Stashak TS, Angular Limb Deformities Associated with the Carpus (Carpus Valgus and Carpus Varus, Medial Deviation of the Carpus and Lateral Deviation of the Carpus), In Adams’ Lameness in Horses 4th ed., Edited by Ted S. Stashak, Philadelphia, Lea and Febiger, 1987, pp. 624-641.
Description Physitis, also known as epiphysitis, occurs when endochondral ossification is interrupted in the metaphyseal growth cartilage. These type of osteochondritic lesions have been found in foals, and may predispose the underlying subchondral bone to microfracture. Following the microfracture, signs of pain, lameness, and sensitivity to palpation are evident. As the severity of the lesions worsen, partial loss of the structural integrity of the physis stimulates periosteal new bone formation, and the metaphysis acquires a flared appearance. Further remodeling is seen radiographically as increased radiolucency, giving the appearance of widening at the physeal growth cartilage, which is bordered by a margin of sclerotic bone formed in the surrounding metaphysis.
Etiology The etiology of physitis is probably similar to OCD, in that nutritional excesses, deficiencies, or imbalances seem to be prevalent. High energy diets seem to be particularly represented in cases of physitis.

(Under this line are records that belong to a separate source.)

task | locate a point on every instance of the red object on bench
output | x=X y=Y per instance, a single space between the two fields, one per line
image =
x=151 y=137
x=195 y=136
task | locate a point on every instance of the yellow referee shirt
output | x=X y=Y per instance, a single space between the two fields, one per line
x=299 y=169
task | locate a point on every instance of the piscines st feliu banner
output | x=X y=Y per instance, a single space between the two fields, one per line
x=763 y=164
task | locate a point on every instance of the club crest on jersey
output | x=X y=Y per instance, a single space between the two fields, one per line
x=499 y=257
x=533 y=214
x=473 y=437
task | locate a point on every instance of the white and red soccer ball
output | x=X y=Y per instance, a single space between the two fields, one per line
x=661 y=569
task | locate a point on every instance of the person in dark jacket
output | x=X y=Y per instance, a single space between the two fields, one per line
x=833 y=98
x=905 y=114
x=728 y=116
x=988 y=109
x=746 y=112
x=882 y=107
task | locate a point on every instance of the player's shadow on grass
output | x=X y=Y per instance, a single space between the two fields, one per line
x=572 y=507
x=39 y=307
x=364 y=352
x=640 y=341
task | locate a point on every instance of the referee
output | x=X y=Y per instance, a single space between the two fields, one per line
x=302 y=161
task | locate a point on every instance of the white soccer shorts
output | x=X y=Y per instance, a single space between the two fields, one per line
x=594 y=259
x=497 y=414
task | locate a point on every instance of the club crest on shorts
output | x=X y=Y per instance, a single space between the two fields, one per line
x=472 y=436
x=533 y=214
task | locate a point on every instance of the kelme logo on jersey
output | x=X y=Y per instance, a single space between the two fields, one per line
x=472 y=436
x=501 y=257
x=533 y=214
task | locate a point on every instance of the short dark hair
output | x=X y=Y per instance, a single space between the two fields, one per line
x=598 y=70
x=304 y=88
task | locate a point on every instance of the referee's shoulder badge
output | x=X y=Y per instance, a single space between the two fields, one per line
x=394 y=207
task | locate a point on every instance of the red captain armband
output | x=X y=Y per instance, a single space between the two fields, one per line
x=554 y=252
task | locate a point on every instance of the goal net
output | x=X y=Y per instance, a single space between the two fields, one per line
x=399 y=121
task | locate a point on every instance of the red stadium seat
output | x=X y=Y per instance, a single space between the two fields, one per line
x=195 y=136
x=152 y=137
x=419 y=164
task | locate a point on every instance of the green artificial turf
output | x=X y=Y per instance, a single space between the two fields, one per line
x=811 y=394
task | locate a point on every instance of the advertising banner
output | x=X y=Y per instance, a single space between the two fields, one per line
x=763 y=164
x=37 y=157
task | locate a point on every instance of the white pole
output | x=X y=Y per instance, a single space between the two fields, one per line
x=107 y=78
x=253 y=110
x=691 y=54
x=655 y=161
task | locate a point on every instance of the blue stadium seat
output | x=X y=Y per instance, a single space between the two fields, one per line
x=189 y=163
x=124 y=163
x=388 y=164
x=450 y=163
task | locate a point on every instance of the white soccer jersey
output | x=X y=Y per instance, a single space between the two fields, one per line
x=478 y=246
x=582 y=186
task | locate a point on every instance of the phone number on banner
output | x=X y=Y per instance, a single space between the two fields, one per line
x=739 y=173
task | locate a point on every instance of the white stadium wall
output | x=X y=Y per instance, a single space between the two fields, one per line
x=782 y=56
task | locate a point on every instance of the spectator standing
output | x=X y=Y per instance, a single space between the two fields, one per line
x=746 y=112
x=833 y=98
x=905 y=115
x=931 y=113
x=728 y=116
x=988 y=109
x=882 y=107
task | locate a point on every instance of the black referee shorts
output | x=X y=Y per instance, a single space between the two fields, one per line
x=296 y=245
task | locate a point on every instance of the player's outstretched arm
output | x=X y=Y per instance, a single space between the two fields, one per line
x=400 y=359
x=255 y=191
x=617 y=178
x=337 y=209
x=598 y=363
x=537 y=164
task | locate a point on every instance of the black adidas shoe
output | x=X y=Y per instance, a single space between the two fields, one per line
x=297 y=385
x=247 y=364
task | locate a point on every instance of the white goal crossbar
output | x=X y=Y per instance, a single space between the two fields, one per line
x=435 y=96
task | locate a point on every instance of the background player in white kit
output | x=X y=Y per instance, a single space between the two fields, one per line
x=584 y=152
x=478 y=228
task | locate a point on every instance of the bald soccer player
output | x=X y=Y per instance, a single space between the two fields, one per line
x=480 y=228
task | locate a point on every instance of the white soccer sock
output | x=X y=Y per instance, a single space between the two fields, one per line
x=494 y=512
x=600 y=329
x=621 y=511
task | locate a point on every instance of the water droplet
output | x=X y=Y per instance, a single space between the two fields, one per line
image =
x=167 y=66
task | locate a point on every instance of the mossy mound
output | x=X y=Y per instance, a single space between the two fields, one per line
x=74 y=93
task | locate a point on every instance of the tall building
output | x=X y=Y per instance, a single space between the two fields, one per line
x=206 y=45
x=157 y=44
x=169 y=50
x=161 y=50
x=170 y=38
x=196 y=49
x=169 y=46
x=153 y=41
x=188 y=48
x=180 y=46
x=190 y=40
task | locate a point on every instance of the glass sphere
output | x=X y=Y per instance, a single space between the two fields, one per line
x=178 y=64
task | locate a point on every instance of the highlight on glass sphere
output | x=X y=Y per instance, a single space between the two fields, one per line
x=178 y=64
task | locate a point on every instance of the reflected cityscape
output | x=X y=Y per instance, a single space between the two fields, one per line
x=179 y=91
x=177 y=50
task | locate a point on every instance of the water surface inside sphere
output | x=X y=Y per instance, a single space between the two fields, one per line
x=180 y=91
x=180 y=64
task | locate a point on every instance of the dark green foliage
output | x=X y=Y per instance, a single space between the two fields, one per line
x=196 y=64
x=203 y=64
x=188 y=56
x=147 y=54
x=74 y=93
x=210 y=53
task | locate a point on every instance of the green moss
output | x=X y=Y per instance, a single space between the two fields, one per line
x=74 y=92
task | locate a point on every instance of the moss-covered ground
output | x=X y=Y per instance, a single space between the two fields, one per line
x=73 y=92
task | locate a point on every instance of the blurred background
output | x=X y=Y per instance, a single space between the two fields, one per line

Clinical Findings Clinically, horses generally present between 4 and 8 months of age. Occasionally, two year old horses that have recently entered training are affected. Signs are usually seen in the distal radius and tibia, distal MCIII and MTIII (cannon bones), and occasionally in the proximal first phalanx (long pastern). Lameness varies from slight stiffness to overt lameness with reluctance to stand. The affected physes have the typical flared appearance. In severe cases, flexural and angular limb deformities may accompany the disease. Flexural deformities are thought to be secondary to chronic pain which initiates a protracted withdrawal reflex. Angular limb deformities may develop secondary to the disturbed bone growth when one side of the physis is more or less involved than the other side.
Treatment The treatment of physitis is aimed at correcting the underlying nutritional deficiencies, excesses, or imbalances. Restriction of exercise is indicated when moderate to severe lameness is present to prevent further injury. Nonsteroidal anti-inflammatory drugs may relieve some of the pain associated with the conditions. With minimal lameness, controlled exercise is allowed, which maintains normal joint and tendon function. Fortunately, physitis is a self-limiting disease, with resolution occurring when skeletal maturity is reached and growth at the affected physis ceases.